The Sandwich Brie-Jambon is the everyday meeting of two gentle things, and its whole character is in keeping them gentle. Brie is a soft bloomy-rind cow's-milk cheese, mild and buttery when young and turning fuller and more mushroomy as it ripens; jambon blanc, the pale poached Paris ham, is faintly sweet and lightly seasoned with the bay and pepper of its stock. Neither shouts. Laid together on a fresh baguette with a thin spread of beurre demi-sel or none, they make a sandwich whose appeal is roundness rather than contrast, and that softness is exactly the point rather than a shortcoming.
The craft is a matter of ripeness and proportion. Brie at the right stage is supple but still holds a slice, so it folds against the ham and the crumb without running out of the sandwich; too far gone and it slumps and overwhelms, too young and it reads chalky and adds little. The ham should be sliced thin and layered, several light folds rather than one thick slab, so the two soft elements interleave instead of sitting as two heavy bands. Butter stays thin or is skipped, since the brie already carries the fat. The bread does the structural work the filling cannot: it needs a crisp crust and a crumb with some chew to give two yielding components an edge to bite against. It is best within a few minutes of assembly, while the crust is still crisp and the brie is near room temperature, where its butter and gentle mushroom note open up rather than staying cold and flat.

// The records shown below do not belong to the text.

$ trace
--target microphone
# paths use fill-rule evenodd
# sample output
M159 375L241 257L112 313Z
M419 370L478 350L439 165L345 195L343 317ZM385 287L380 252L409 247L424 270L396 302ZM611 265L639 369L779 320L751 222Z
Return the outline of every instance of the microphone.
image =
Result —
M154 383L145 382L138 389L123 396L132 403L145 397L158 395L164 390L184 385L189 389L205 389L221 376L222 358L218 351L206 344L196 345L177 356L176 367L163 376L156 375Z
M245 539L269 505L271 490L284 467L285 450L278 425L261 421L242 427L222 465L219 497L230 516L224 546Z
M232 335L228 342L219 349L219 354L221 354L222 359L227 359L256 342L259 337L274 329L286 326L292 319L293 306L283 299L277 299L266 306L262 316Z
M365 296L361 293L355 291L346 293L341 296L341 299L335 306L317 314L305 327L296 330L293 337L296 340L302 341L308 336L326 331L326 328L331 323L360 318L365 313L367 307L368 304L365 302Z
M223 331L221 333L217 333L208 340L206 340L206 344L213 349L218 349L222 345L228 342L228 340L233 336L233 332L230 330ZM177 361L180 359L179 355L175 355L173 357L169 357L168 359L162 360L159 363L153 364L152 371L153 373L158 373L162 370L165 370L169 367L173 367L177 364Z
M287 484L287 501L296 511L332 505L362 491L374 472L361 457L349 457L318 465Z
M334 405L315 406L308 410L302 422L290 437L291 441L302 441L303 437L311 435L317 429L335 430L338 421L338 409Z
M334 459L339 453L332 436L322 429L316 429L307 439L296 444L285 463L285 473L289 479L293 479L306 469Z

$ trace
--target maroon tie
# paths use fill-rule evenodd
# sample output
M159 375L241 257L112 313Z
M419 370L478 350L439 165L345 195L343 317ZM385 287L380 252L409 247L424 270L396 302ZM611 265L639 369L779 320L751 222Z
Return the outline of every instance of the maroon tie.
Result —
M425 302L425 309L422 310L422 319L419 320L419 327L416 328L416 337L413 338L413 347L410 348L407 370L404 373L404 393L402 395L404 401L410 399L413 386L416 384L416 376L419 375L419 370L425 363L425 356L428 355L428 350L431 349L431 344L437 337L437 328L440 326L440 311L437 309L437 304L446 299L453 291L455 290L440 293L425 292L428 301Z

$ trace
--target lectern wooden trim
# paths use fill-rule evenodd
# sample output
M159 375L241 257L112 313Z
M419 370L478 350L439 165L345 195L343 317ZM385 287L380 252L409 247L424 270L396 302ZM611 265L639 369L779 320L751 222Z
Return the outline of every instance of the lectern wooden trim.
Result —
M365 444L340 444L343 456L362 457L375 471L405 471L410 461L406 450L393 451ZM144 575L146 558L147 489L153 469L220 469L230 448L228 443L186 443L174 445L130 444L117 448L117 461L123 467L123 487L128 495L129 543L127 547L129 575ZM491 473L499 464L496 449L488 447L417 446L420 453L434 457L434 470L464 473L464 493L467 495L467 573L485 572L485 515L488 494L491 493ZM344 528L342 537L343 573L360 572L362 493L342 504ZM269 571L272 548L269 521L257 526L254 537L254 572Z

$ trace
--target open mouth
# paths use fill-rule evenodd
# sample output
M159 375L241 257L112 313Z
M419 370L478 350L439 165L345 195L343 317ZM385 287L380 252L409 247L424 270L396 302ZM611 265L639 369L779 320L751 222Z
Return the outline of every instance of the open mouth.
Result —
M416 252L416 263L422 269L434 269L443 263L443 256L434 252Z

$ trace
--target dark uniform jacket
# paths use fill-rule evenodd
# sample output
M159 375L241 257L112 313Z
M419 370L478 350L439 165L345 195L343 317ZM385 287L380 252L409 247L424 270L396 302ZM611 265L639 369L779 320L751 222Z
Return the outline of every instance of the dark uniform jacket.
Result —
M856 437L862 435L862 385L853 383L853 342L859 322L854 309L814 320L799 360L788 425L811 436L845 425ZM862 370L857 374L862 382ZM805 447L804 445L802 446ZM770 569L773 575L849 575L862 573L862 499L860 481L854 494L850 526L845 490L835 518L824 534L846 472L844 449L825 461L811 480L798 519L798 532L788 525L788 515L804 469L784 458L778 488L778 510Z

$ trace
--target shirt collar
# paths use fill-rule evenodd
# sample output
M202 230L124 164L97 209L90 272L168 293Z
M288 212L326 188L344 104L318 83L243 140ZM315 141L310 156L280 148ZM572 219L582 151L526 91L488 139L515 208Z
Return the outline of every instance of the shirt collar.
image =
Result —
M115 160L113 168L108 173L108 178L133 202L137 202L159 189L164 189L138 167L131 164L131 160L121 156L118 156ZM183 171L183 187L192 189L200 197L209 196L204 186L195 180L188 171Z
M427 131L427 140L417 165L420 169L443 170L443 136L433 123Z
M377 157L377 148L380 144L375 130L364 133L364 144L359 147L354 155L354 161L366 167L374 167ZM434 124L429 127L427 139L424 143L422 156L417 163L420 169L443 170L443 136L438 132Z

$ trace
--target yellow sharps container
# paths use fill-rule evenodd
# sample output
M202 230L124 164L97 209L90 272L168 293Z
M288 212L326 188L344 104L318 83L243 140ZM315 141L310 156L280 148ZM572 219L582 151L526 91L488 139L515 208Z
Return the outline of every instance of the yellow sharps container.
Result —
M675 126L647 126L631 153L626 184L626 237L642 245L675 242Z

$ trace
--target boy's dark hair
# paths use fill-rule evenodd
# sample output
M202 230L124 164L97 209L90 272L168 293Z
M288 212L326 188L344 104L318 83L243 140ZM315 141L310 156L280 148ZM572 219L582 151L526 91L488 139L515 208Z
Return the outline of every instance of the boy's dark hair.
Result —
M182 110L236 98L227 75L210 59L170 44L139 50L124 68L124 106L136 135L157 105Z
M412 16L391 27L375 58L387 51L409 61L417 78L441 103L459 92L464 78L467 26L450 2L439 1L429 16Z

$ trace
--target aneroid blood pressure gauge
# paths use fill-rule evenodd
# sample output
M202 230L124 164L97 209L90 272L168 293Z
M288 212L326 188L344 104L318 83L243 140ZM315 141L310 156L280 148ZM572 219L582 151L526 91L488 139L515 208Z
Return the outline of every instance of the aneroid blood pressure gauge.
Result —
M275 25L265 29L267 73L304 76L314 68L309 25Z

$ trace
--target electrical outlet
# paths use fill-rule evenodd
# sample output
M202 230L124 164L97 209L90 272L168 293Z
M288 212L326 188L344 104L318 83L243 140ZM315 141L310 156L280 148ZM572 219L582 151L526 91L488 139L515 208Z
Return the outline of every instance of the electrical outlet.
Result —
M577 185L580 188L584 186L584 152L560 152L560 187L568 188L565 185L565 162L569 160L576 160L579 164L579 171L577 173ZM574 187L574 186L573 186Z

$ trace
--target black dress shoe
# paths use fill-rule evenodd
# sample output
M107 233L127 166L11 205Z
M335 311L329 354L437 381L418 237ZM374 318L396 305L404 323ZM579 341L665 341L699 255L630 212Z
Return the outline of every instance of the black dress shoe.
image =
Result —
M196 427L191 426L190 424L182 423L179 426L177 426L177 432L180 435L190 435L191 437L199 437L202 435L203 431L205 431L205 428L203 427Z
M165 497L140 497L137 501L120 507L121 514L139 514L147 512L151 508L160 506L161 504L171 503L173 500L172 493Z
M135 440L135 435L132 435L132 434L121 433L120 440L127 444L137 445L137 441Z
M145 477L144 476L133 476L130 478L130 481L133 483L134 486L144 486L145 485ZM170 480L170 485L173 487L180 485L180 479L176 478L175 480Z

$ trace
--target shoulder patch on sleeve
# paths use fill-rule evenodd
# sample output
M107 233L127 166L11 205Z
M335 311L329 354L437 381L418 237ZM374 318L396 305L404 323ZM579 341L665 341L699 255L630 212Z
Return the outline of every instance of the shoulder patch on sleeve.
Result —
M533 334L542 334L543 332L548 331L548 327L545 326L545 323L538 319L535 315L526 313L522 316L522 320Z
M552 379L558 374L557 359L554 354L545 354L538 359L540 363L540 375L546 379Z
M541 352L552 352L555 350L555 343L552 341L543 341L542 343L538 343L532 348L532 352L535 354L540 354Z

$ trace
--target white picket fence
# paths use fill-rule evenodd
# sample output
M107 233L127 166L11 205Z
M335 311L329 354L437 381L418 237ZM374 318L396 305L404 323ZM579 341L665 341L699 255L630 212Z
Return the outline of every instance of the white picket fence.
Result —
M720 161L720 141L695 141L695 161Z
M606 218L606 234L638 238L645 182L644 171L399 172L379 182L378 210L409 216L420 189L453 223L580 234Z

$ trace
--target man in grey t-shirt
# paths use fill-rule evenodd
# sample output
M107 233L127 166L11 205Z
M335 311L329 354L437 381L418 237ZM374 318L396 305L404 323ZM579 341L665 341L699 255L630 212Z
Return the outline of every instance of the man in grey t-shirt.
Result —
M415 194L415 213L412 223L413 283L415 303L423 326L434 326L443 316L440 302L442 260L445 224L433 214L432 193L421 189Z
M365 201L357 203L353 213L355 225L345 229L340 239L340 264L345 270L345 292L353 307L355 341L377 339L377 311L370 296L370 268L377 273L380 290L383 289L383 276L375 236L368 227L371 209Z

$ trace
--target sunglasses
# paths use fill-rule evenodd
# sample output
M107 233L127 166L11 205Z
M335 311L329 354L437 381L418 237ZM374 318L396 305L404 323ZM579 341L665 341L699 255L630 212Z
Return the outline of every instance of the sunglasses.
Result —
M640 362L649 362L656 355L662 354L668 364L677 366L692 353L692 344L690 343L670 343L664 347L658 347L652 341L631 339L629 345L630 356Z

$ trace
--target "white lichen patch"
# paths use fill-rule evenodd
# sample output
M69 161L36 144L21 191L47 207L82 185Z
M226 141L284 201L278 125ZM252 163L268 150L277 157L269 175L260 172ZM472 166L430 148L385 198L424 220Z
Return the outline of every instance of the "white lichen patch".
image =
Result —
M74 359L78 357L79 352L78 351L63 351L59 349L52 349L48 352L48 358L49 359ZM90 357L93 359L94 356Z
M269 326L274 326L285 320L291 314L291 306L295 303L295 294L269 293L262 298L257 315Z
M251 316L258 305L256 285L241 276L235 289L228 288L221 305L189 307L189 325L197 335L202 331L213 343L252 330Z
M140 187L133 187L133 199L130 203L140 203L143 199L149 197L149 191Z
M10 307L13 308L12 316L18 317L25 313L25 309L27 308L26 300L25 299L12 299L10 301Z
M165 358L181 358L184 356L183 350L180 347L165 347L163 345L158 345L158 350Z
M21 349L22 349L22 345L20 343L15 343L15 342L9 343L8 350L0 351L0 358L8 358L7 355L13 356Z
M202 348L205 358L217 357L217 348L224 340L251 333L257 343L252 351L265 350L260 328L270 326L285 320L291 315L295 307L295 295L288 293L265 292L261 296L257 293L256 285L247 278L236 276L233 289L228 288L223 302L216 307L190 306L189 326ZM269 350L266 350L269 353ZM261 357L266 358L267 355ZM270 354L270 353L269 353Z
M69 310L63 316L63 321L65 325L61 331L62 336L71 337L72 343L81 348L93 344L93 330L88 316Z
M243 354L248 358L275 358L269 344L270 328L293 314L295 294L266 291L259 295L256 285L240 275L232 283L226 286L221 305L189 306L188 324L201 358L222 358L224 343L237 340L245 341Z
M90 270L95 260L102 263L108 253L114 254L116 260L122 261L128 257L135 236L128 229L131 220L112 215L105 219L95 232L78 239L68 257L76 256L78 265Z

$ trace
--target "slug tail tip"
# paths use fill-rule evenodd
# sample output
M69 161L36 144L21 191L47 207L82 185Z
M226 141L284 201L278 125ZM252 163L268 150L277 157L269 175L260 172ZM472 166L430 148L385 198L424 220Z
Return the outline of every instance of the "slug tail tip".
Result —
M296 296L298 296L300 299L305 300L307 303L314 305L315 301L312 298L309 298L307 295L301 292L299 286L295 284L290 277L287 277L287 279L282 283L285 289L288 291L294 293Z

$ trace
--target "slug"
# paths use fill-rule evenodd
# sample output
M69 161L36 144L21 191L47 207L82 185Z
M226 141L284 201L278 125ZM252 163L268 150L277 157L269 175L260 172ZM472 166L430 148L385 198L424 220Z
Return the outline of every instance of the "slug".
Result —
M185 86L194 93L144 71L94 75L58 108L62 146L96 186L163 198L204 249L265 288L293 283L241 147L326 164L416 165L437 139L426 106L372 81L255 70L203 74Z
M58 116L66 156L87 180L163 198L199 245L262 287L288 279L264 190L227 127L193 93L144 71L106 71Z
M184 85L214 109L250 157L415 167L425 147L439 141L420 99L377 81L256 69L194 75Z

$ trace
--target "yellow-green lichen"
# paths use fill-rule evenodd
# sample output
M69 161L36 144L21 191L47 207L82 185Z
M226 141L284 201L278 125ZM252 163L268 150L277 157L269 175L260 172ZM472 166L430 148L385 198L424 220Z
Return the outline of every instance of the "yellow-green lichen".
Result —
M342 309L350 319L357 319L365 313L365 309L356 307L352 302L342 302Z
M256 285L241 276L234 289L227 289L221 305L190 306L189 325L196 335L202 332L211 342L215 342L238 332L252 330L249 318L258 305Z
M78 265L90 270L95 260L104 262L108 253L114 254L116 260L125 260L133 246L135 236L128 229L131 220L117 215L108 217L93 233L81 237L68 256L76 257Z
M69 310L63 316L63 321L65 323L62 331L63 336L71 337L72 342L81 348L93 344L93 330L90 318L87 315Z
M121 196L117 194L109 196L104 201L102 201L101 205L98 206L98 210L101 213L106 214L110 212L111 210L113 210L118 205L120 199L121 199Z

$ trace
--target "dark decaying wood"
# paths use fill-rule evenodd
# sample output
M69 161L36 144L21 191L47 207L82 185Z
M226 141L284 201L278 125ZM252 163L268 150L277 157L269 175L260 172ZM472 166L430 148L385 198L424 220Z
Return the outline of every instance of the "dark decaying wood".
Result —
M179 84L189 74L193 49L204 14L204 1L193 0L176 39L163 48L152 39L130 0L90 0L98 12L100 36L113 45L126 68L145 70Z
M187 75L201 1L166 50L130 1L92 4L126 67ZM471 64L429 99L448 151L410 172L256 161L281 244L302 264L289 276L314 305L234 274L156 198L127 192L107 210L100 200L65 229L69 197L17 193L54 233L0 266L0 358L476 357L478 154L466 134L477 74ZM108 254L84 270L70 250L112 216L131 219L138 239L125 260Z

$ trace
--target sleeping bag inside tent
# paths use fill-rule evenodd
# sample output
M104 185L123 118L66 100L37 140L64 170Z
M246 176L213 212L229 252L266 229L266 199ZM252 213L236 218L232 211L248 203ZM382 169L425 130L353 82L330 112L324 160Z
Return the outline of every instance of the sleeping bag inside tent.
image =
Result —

Variations are quiet, in keeping with the sandwich. A riper brie, or a Coulommiers, deepens it toward something earthier; a thin layer of jambon de pays in place of the jambon blanc trades sweetness for cure and salt; a few slices of pear or a thread of fig add a sweet counter without crowding the pair. Each is a recognizable adjustment of the same soft cheese against mild ham. It belongs with the bread-and-ham tradition the catalog anchors at the Jambon-Beurre, and its specific contribution is two deliberately gentle components held in balance, with the bread brought in to give them backbone.